If you were to "turn off" the amplifier on the MTS system, it's easier for us to recommend a card that has the accuracy needed. The smaller the voltage range the more accurate the measurement is.
In example if you were to use the PCI-6225 you can reach this kind of accuracy in the following range:
Minimum Voltage Range-200mV, 200mV
Minimum Voltage Range Accuracy112µV
The kind of sensors you are reading from, load and torque cells, lvdts, encoders, they have a small voltage range. And with an ADC with a 16 bit resolution you can detect a change of 6.1µV.
Another option would be the PCI-6255, it's has a smaller range but has a higher accuracy.
Minimum Voltage Range-100mV, 100mV
Minimum Voltage Range Accuracy 52µV
I can't turn it off, but I can turn it down. The native voltage is ± 10 V, multiplied by a gain, which can be set from 0.01 to 100 I believe. So I think I can go as low as ± 0.1 V full scale output. I'd have to mess around with it to be sure.
With either of those two cards then, I'd just need the bnc's wired into a connector block or blocks, then through the cable to the card?
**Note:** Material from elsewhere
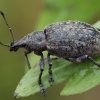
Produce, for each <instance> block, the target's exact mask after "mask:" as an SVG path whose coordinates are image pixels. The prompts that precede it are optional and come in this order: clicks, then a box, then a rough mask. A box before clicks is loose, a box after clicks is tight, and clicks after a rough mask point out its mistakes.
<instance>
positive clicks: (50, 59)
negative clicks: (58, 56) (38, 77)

Do either of these cards have vi files that are associated with them that are already setup to read and record from all channels? I'm trying to imagine programming 80 channels in a block diagram... Head is already spinning...
If you manage to turn the gain down and use the range of -100mV to 100mV with the PCI-6255 you would need to terminal blocks SCB-68, this are screwable terminals. You could use the BNC-2090 but you only have 22 BNC terminals per block. So in order to access all the channels you would need 2 SCB-678 terminal blocks.